Published online by Cambridge University Press: 09 November 2009
Introduction
Traditional narratives of the trajectory of constitutional development concerning civil rights and liberties are quintessentially Whiggish narratives, which posit, first, the vanquishing of reactionary constitutionalism of outmoded economic liberties that characterized the premodern state of courts and parties, and, second (and coincident with the consolidation of the modern state), a linear post-breakthrough progression upward toward an increasing solicitude for personal individual liberties. This linear, progressive narrative, which is structured around barrier, breakthrough, and apotheosis, serves as an ideological adjunct of the process of legitimizing and institutionalizing the policy architecture of the New American State. In its unidimensional developmental structure, however, this narrative has worked systematically to erase the choices that were made in the ongoing process of constructing that state between contentious, agonistic creedal commitments and multiple institutional orders. Instead, as part of the process of inventing the New Constitutional Nation, it has worked systematically to construct those choices and settlements as a monistic triumph of principle.

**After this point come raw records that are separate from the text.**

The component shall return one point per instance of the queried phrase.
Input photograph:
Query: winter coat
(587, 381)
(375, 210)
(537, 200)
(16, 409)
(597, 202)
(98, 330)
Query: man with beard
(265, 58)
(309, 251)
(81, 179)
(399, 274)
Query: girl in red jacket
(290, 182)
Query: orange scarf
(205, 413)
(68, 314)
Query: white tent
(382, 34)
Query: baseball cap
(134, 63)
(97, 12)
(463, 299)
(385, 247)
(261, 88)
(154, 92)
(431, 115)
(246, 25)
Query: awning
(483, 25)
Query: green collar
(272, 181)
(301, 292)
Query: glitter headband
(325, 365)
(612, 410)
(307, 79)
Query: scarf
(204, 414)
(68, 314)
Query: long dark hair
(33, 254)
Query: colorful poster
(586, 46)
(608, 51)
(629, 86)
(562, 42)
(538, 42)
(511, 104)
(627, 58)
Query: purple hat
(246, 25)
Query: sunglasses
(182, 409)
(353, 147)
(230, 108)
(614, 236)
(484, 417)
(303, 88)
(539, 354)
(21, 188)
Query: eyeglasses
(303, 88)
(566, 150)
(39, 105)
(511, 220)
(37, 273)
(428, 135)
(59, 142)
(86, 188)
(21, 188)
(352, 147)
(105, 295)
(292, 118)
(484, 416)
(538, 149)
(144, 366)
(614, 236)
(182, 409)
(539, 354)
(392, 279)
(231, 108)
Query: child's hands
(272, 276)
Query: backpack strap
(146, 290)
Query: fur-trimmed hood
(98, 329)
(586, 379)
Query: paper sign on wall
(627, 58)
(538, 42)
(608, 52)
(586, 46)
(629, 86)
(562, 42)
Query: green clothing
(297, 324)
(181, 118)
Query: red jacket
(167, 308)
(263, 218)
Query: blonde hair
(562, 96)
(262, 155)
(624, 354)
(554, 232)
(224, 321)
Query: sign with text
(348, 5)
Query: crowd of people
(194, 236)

In this chapter, I spotlight some of the key erasures that have helped to consolidate the Whiggish developmental narrative by focusing on two major – indeed, central – areas of twentieth-century constitutional reform that are typically treated separately: labor rights and civil rights. To say they are treated separately, however, is perhaps not quite right. In traditional narratives of constitutional development, the paths of development of labor rights and civil rights are treated sequentially, and, indeed, these sequential reforms constitute the spine of these unidimensional Whiggish narratives.